Could Abraham Lincoln be elected today?
03:46 - Source: CNN

With less than two weeks to go before Election Day, Americans look to decide who will be president of the United States for the next four years. Author and TIME Magazine Editor-at-Large David Von Drehle decided to look at a president from almost 150 years ago in his new cover piece for the magazine, title “What Would Lincoln Do?”

“As Obama and Mitt Romney reach the final hours of their race for the heavy prize of leading a polarized America through its next four years of challenges, they - and we - could learn a lot from the Lincoln of 1862,” he writes.

The article previews Von Drehle’s new book, “Rise to Greatness: Abraham Lincoln and America’s Most Perilous Year.” Von Drehle joins Soledad O’Brien on “Starting Point” this morning to talk about how this year’s presidential candidate could learn a thing or two from Abe.

Von Drehle describes the challenges Lincoln faced in 1862 and all he accomplished by the end of it. He lists the crises associated with the South winning its independence while having control of the cotton industry, great military leadership, and a large expanse of real estate. “And here was this unschooled frontier lawyer, working with virtually no military experience, trying to raise an army from 16,000 to half a million in a year, to go and somehow force these people back into the union. And people said that’s impossible,” Von Drehle says. “By the end of the year he had signed the Emancipation Proclamation.”

Von Drehle credits President Lincoln’s achievement to “incredible patience, incredible moderation.” “He worked from the center out,” Von Drehle says. “He started with union, and built out, built out, built out.”

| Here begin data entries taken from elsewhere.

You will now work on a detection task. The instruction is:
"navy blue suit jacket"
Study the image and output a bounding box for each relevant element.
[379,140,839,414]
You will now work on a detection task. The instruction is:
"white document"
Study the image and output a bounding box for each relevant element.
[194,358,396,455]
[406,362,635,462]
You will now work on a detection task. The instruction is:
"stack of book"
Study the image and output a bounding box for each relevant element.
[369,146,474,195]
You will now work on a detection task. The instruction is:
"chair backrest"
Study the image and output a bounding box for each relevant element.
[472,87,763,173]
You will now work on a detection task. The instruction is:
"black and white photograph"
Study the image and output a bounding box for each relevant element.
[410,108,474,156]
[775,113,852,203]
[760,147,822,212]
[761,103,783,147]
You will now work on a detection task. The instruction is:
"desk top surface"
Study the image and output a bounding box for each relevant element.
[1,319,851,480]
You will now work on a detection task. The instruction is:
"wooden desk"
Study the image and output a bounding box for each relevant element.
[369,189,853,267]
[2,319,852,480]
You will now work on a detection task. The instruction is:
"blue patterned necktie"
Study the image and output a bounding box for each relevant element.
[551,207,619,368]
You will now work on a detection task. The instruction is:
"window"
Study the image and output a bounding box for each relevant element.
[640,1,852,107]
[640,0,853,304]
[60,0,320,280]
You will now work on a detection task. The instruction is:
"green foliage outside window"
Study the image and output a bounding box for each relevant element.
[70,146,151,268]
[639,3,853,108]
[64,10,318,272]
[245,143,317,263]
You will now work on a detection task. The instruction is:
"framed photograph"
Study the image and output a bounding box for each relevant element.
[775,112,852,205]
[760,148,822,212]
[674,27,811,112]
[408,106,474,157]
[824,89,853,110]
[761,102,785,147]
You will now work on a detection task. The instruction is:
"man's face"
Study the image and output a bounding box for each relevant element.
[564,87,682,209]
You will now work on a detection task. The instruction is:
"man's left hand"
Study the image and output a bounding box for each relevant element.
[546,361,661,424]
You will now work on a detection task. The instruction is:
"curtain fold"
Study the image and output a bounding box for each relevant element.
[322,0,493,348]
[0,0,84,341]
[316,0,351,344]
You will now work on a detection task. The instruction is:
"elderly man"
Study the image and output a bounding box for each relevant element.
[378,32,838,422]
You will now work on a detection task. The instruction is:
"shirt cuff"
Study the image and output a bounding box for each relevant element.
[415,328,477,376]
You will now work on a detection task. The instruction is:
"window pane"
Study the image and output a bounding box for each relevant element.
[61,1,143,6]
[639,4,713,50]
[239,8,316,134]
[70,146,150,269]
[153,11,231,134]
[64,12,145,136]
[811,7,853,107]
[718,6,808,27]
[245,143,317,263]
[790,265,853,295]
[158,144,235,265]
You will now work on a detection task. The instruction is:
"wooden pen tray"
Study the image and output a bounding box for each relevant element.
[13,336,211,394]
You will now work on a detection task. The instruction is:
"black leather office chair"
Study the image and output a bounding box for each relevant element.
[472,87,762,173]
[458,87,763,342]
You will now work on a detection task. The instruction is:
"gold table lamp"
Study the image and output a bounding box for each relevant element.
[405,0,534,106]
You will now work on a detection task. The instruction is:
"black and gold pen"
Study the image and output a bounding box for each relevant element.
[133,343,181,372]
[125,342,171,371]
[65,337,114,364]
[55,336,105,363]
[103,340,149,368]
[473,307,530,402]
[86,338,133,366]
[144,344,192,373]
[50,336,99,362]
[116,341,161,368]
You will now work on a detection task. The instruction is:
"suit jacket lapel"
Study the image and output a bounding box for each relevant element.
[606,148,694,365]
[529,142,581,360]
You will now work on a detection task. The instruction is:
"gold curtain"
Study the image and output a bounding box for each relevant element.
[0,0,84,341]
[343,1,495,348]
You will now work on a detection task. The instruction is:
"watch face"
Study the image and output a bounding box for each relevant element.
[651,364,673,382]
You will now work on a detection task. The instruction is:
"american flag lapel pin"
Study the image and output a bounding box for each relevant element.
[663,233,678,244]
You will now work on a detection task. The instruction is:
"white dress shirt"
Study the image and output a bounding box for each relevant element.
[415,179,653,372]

Columnist and Best-selling author Suzy Welch asks what leader could lead with patience today, especially with the excess of social media out there. “He had more media than we think he did,” Von Drehle aswers. Each city had several newspapers, “and they were as partisan as any blogs or websites today.” Although they would try to twist his words, “his message discipline was incredible,” Von Drehle says, “so that what went out from him was exactly what he wanted to say at any given time.”

“He had one conviction, which was he was going to save the United States of America” Von Drehle says. “And anything that got him there, he would try it.”